How to cite this paper
Berjon, Robin. “Mending Fences and Saving Babies.” Presented at Symposium on HTML5 and XML, Washington, DC, August 4, 2014. In Proceedings of the Symposium on HTML5 and XML. Balisage Series on Markup Technologies, vol. 14 (2014). https://doi.org/10.4242/BalisageVol14.Berjon01.
Symposium on HTML5 and XML
August 4, 2014
Balisage Paper: Mending Fences and Saving Babies
Robin Berjon
Robin Berjon is a freelance consultant carrying out research, prototyping, and
standardisation in Web, mobile, and XML technologies. He has worked on both Web and
XML
standards for over a decade, and is currently trying to herd HTML5 to Recommendation
as
part of the W3C team. He lives in Paris, France, with his wife, two daughters, and
a
rather idiotic cat.
Copyright © 2014 Robin Berjon
Abstract
The harshest squabbles are fraternal, and as fraternal squabbles go, the one between
the
proponents of XML and HTML has been at times quite brutal. This kerfuffle has opened
large
rifts in what is largely a like-minded community. The differences between XML and
HTML are
genuine, especially when considering not just the markup but the full family of technologies
that have grown around them. But do they really justify animosity? Both XML and HTML
have
created strong solutions to varied problems often ignored by other angle bracketists.
Their
many commonalities mean that the XML and HTML communities need not throw away one
another’s
babies in a big slosh of bathwater. It is time for a candid conversation about flaws
and
limitations, and from there to mend fences.
In this paper we look at some mythical preconceptions that each community has about
the
other, go through a number of topics that show where there is value in “looking over
the
fence”, and reach what is hopefully a pragmatic conclusion as to what each community
needs
to do.
Table of Contents
- Introduction
- Myths of the Markup Community
- How JavaScript Is Saving the Document
- HTML in an XML pipeline
- Extending HTML: Web Components
- Conclusion
Introduction
One of the original hopes for XML and its family of technologies was that it would
be the
markup infrastructure for the Web. This goal was notably materialised in the suite
of XHTML
specifications, in SVG and MathML, as well as in the use cases considered for a number
of XML
technologies such as XSLT, XSL-FO, XLink, and many others.
This dream, however, has failed. XML is without a doubt a very successful set of technologies
and benefits from a healthy community and powerful tooling. It is nevertheless close
to absent
from Web content.
The failure of this dream, and the way it was brought about, has created a lot of
animosity in
the broader markup community. XML aficionados feel they have been cheated out of their
future
by HTML, browser vendors, and whoever is even remotely associated with today’s Web.
On the
other side, HTML people feel they had to fight XML bitterly in W3C and in their daily
jobs in
order for Web technology to have the properties they felt were needed for its success.
In the aftermath of this dispute, the two communities are largely estranged from one
another.
XML heads hold their noses at JavaScript and at HTML parsing; HTML people fashionably
disparage XML in much the same way that one makes fun of Java.
It is this paper’s position that this attitude is hurting both.
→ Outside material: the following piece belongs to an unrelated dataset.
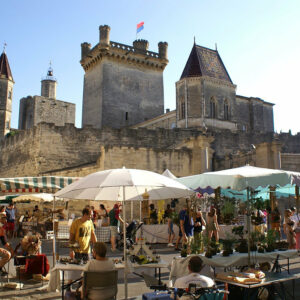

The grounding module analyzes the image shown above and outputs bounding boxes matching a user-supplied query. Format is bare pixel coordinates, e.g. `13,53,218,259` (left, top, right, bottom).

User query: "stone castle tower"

While it seems unlikely
— and
not even desirable — that some form of grand merge of XML and HTML would take place,
there is
nevertheless value in opening up a bidirectional discussion between the two communities
so
that they may learn from one another’s tools and ideas, mending fences as it were
so that each
side stops throwing away babies with bathwater.
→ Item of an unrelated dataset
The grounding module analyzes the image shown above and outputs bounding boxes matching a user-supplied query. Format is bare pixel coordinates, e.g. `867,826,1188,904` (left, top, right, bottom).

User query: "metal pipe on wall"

Myths of the Markup Community
Without getting into excessive details about myths, rumours, and hearsay it is useful
to take
a quick look at the myths that the XML and HTML communities entertain about one another.
If
nothing else, it tells us where each is coming from and can help avoid clichés as
well as map
out places of genuine contention.
To the HTML crowd, XML is essentially overly strict, full of overly complicated
solutions that are perceived to be either enterprise-like (invented to give Java a
reason to exist) or completely academic and impractical.
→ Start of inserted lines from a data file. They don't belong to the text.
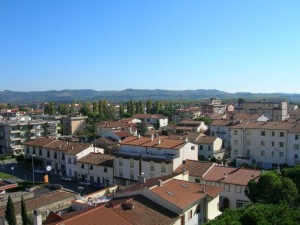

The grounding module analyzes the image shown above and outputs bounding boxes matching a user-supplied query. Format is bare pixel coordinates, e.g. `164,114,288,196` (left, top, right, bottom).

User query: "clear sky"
0,0,299,93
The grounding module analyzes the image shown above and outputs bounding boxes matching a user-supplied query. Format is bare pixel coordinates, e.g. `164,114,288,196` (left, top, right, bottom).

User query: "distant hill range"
0,89,300,103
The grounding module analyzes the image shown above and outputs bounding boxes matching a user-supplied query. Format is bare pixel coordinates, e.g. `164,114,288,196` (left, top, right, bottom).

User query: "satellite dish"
46,165,52,172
There is no doubt that technologies such as XML Schema, not to mention the whole SOAP
stack,
have a lot to do with this perception. But as we will see below, the famed Desperate
JavaScript Hacker (who in today’s world has come to replace the Desperate Perl Hacker)
does
not have a monopoly on useful technologies, and some tools that may be pitched in
a manner
reminiscent of enterprise-speak — likely because that is where they can be sold today
— can
have value in many other contexts.
Conversely, to XML people HTML is messy, hackish, cannot be parsed or processed
reliably, isn’t extensible, and is plagued with tools designed by and for amateurs,
chief amongst which stands JavaScript, often considered to be a toy language.
Again, there are genuine issues that brought about this perception. For the longest
time, HTML
was indeed impossible to parse properly, and it is only now acquiring extensibility.
The fact
that its tooling is accessible to beginners — a strength — entails that there are
many
beginners dabbling in it. But the sheer scale of the Web and its obvious ability to
deliver
complex, major, highly successful projects put together with the massive creativity
of its
communities of developers should give indication that it may not be entirely stupid
and
unreliable.
Covering all of the ways in which one community could inform the other would require
more
space than there is here. We can, however, look at a few examples in the hope that
it will
whet the readers’ curiosity.
How JavaScript Is Saving the Document
There are few communities in which JavaScript is more reviled than amongst document
lovers.
By its very dynamical and interactive nature, it is seen to single-handedly destroy
a
document’s meaning and any hope for the processing of data outside the visual, interactive
mediation of the browser.
In many a case, and for a large class of documents, that has indeed be the case. Since
any
HTML page may be a document just as well as an application, and since the difference
between
the two is blurry at best, one cannot in general process HTML in a meaningful manner
outside
of the browser.
This can be contrasted with what was a large part of the vision of XML on the Web.
The idea,
at least that of many, was that one could produce purely semantic content in the form
of an
XML document, and then attach to it some XSLT that would transform it for clients
that
required such transformations. This was seen as providing a separation of concerns
superior to
that afforded by HTML+CSS since one can easily introduce elements more meaningful
than, say,
div
. (How the actual semantics of a given arbitrary markup
language were supposed to be conveyed to users, tools, or the accessibility layer
was,
however, largely swept under the rug as a problem to be solved at a later date.)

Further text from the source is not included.